If ever a star was misunderstood, it is η Carinae. One hundred and seventy years ago, astronomers mistook a series of eruptions on its surface for a supernova. Such an explosion would usually mark the star’s death — yet η Carinae survived. Since then, researchers had thought that they had got to grips with the star's volatile behaviour, but observations of 'light echoes' from the ancient explosion have now left them even more perplexed.
Light echoes, first noticed about a century ago, are created when some of the light from distant bright events — such as supernovae — is reflected off surrounding dust, so that it reaches Earth sometimes hundreds of years after the light that took a more direct route. Over the past decade or so, astronomers have realized that echoes let them train modern telescopes on explosions that faded centuries ago, says Armin Rest, an astronomer at the Space Telescope Science Institute in Baltimore, Maryland. It is now possible to analyse the wavelengths of light still arriving from these events, and to infer the temperature of the exploding material, its composition and the speed at which it was ejected.
One such event is the 'Great Eruption' of η Carinae, which at around 100 times the mass of the Sun is one of the most massive binary star systems in the Milky Way. Between 1838 and 1858, the system shed about one-tenth of its mass, with some material ejected at around 1,000 kilometres per second.
η Carinae became the archetype of a class of stars that have been dubbed supernova imposters. Such stars are thought to reach temperatures of at least 7,000 kelvin — hot enough to trigger partial explosions as material from their surface layers peels off and escapes. However, Rest and his colleagues found that the spectra of the light echoes indicate that the star was far cooler: only about 5,000 kelvin. Their results are published today in Nature1. “η Carinae is supposed to be a prototype of a supernova imposter, but it turns out that its temperature is so low, it cannot be a supernova imposter at all,” says Rest.
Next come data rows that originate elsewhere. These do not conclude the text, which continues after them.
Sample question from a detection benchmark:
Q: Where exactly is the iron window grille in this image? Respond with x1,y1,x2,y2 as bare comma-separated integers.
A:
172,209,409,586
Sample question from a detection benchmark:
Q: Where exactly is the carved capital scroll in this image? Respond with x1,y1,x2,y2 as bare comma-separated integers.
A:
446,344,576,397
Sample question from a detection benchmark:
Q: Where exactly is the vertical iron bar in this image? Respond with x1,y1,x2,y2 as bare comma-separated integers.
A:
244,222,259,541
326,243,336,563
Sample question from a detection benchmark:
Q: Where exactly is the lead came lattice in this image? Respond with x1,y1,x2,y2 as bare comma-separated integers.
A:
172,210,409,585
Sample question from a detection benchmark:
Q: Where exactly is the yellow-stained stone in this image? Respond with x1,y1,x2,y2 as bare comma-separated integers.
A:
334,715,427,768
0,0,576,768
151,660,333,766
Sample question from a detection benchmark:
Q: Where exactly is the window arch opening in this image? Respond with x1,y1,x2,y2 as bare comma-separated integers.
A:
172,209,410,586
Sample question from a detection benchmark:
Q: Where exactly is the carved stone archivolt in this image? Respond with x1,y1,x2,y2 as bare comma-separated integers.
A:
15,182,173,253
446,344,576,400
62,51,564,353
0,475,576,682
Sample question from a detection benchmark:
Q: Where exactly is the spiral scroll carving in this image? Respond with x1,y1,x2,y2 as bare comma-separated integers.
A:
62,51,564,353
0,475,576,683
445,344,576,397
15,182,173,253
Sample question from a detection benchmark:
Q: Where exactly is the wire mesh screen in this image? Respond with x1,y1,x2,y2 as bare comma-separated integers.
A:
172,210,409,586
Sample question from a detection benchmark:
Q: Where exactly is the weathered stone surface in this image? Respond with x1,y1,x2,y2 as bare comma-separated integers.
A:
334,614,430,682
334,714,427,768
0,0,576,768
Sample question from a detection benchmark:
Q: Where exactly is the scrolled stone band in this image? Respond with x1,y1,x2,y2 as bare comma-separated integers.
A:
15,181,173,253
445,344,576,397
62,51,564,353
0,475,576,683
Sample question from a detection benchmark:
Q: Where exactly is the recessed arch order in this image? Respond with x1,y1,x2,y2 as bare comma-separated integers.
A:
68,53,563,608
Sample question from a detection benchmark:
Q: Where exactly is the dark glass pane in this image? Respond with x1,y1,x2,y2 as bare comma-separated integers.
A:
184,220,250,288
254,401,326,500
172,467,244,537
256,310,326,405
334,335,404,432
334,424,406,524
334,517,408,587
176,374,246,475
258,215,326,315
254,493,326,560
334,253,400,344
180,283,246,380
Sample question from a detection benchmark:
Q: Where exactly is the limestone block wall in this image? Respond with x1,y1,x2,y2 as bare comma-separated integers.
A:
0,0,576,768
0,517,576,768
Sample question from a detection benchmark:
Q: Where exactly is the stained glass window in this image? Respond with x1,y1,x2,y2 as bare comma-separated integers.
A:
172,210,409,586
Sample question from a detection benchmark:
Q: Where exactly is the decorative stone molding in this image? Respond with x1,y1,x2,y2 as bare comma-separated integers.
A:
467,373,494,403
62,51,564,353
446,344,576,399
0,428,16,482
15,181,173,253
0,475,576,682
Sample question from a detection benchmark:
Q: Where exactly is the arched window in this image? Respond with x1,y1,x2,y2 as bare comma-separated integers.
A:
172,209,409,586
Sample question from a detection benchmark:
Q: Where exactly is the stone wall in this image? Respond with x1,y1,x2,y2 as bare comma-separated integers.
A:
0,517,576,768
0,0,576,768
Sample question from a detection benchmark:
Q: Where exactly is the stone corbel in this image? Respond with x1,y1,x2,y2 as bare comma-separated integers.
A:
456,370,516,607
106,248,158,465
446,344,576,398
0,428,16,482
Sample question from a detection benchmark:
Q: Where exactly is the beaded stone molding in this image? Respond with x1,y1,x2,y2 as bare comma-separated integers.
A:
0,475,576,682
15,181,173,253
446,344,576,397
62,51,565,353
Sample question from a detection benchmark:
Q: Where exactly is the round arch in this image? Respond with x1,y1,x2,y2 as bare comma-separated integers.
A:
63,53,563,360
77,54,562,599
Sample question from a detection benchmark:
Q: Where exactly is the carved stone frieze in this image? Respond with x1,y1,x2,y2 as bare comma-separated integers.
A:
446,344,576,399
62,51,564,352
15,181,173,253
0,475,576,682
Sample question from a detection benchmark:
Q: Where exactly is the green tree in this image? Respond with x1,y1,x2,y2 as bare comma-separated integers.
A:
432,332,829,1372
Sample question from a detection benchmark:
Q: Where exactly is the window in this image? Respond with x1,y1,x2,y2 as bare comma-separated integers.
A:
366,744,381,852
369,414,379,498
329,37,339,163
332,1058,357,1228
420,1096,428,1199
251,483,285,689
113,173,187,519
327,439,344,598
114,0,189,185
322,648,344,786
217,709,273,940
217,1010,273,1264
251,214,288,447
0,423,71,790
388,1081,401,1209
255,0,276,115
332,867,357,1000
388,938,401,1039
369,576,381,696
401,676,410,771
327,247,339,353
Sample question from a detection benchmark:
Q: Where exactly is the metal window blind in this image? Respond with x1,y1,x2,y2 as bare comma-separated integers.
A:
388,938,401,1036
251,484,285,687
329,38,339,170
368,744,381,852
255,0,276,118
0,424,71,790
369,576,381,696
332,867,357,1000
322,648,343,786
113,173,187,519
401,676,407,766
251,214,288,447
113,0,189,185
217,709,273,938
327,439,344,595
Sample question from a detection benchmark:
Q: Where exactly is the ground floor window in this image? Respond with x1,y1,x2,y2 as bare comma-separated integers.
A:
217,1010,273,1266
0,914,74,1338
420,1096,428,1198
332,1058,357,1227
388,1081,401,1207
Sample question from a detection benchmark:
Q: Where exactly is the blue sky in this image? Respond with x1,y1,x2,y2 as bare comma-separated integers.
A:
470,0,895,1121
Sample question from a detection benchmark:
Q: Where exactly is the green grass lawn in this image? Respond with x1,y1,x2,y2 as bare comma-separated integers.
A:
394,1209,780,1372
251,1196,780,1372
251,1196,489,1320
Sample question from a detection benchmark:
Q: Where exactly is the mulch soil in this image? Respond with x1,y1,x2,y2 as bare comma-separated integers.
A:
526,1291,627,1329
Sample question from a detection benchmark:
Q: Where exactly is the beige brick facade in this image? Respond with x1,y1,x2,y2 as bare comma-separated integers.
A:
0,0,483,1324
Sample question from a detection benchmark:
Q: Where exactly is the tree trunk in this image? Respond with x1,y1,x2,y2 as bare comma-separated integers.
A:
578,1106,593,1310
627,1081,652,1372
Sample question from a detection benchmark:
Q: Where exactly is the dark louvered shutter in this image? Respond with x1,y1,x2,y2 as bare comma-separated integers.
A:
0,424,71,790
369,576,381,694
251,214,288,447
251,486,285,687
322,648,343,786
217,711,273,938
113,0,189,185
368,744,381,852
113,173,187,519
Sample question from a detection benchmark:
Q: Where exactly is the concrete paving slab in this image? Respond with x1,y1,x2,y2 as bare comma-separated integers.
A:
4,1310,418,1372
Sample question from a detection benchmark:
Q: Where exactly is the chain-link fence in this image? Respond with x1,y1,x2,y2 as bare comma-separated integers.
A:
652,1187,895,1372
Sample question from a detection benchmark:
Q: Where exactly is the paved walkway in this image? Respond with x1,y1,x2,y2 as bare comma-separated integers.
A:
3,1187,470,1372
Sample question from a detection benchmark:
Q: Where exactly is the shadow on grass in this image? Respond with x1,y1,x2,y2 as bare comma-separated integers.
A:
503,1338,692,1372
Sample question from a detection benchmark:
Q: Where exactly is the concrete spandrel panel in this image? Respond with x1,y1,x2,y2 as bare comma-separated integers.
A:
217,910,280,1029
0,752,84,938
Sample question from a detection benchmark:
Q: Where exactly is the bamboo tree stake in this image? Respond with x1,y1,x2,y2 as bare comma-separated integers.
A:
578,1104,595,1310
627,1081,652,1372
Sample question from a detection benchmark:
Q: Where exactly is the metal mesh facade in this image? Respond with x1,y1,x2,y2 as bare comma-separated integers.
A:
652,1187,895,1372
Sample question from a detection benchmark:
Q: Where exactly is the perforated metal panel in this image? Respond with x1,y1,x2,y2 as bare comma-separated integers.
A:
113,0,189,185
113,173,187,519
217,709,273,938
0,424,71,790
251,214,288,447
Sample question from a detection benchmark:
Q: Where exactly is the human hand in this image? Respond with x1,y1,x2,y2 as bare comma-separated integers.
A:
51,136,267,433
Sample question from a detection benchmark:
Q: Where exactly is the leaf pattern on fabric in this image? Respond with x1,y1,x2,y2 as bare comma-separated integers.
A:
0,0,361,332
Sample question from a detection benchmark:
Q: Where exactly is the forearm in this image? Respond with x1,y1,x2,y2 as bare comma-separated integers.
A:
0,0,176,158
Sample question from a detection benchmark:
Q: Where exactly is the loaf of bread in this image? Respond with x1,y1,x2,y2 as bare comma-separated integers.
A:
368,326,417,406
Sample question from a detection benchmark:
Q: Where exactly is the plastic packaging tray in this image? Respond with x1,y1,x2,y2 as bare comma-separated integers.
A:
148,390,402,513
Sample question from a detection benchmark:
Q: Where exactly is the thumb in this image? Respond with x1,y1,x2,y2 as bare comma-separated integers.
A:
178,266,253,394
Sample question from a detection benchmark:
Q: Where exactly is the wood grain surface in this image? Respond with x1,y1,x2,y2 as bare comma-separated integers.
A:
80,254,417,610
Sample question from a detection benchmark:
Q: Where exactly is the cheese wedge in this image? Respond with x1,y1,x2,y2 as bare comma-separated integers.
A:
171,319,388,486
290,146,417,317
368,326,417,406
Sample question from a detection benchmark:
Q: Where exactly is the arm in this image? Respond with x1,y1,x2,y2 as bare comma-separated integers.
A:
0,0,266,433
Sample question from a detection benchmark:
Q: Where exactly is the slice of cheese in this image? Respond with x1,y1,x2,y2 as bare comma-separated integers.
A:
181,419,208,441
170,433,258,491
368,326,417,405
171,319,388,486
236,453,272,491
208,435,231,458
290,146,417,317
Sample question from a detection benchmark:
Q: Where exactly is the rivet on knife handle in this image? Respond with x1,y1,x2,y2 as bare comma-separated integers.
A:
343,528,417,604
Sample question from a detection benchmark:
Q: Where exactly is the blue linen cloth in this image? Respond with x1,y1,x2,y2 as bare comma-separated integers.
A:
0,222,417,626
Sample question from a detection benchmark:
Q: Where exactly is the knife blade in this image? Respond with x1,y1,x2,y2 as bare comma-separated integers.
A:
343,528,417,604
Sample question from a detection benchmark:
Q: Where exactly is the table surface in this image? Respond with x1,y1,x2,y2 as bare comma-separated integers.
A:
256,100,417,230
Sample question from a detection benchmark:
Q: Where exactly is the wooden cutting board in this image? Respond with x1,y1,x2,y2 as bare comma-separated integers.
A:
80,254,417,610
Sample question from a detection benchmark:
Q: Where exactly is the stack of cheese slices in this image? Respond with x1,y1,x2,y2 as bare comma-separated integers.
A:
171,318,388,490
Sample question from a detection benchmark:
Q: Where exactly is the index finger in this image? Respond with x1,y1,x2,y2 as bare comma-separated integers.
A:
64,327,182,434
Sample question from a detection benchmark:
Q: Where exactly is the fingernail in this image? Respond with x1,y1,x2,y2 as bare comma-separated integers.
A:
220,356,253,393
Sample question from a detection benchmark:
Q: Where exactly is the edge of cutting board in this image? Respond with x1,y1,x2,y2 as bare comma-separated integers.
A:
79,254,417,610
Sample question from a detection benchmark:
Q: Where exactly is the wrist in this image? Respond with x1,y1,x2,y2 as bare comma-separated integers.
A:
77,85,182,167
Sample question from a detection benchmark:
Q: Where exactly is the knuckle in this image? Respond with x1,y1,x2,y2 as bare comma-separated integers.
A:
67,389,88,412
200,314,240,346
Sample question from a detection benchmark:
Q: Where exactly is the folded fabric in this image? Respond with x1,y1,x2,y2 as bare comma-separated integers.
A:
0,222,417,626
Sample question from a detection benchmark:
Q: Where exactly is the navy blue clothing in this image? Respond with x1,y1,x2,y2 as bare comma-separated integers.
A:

Augusto Damineli, an astronomer at the Institute of Astronomy, Geophysics and Atmospheric Sciences at the University of São Paulo, Brazil, who originally discovered that the star system was binary2, says that the findings are a huge surprise. “All well educated astronomers would have bet that they would find the spectrum of a 7,000-kelvin star,” he says.
Rest's results have left astronomers flummoxed over what caused the eruption and why it did not destroy the star. One guess is that the explosions were triggered by increased gravitational interaction as the two binary stars veered close together in their orbits, says Rest. Damineli, however, favours an alternative explanation: that high temperatures at the star’s core can generate pairs of electrons and their antiparticles, positrons, which rapidly recombine, creating an instability that could set off a partial explosion3.
To help to choose between rival theories, Rest and his team are searching for η-Carinae light echoes coming into other parts of the sky, which will allow them to build up a fuller profile of the speed and temperature of ejected matter to compare with simulations. “So far we have just scratched the surface of what echoes can reveal,” says Rest.